Von der FDP wird vor allem der Weg über den Abbau von Subventionen und die Steigerung privater Investitionen favorisiert zu werden. Private Investitionen in Digitalisierung und Klimaschutz sollen über eine „Superabschreibung“ gefördert werden. Beschleunigte Abschreibung kann zwar ein Instrument zum Anreiz privater Investitionen sein. Sie bedeuten aber eine Reduzierung des bilanziellen Gewinns und reduzieren damit die zu zahlenden Steuern. Ohne Gegenfinanzierung führt dies Mindereinnahmen im öffentlichen Haushalt.

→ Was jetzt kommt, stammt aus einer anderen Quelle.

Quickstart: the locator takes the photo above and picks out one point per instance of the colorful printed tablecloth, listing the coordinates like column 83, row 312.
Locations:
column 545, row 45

Mit dem Bekenntnis zum Europäischen Stabilitätspakt in seiner gegenwärtigen Form wendet sich das Papier gegen Bestrebungen in der Europäischen Kommission und einer Reihe südeuropäischer Länder (u.a. Frankreich), den Pakt zu reformieren. Würde der Pakt in seiner gegenwärtigen Form umgesetzt, würde er die südeuropäischen Länder zu massiver Austerität verpflichten. Auch in Deutschland ist im Lichte des Sondierungspapiers zu befürchten, dass Sozialkürzungen und eine noch stärkere Ausrichtung staatlicher Politik an den Bedürfnissen der Wirtschaft drohen.

 

Im Sondierungspapier zeigt sich, dass die zukünftige Ampelkoalition mit Abrüstung nichts am Hut hat, im Gegenteil: Es wird eine verstärkte Zusammenarbeit der Armeen auf europäischer Ebene vereinbart, es gibt keine Aussagen zu Atomwaffenabzug, zur Unterzeichnung des Atomwaffenverbotsvertrags und insbesondere gibt es eine Zusage auf weiterhin steigende Militärausgaben für die Bundeswehr. Es wird keine "restriktive Rüstungsexportpolitik" geben, da eine "entsprechende EU-Rüstungsexportverordnung" auf die EU-Ebene geschoben wird und dort auf dem Niveau anderer Staaten wie zum Beispiel Frankreich verharren wird. Der eigentlich zwischen den früheren Oppositionsfraktionen (FDP, LINKE, GRÜNE) vereinbarte Untersuchungsausschuss "Afghanistan" wird sich ausschließlich auf den letzten Bundeswehr-Einsatz in Kabul beziehen und nicht auf die Afghanistan-Einsätze der letzten 20 Jahre, dafür soll es lediglich eine Equete-Kommission geben.

 

Bei gesellschaftspolitischen Themen sind einige Fortschritte zu verzeichnen. So sollen das Familien- und Abstammungsrecht und das Transsexuellengesetz  reformiert werden. In der Migrations- und Asylpolitik soll ein Spurwechsel ermöglicht und eine begrenzte Arbeitsmigration im Rahmen eines Punktesystems ermöglicht werden. Auf der anderen Seite aber werden die ungleiche Verteilung des gesellschaftlichen Reichtums und die damit einhergehende Spaltung in Arm und Reich nicht angegangen. Aber ohne diese Ungleichheit zu bekämpfen kann und wird es keine gesellschaftlichen Aufbruch geben können. Das weitere Festhalten an dieser Ungleichheit verfestigt gesellschaftliche Spaltungen und droht Demokratie zu unterminieren. Auch wenn Sondierungspapiere noch keine Koalitionspapiere sind ist jetzt schon einiges klar: Die Politik der Ampelkoalition bedeutet im sozialen Bereich vor allem ein „Weiter so“, bleibt in der Klimapolitik weit hinter den Notwendigkeiten zurück und verfestigt die Spaltung der Gesellschaft in Arm und Reich.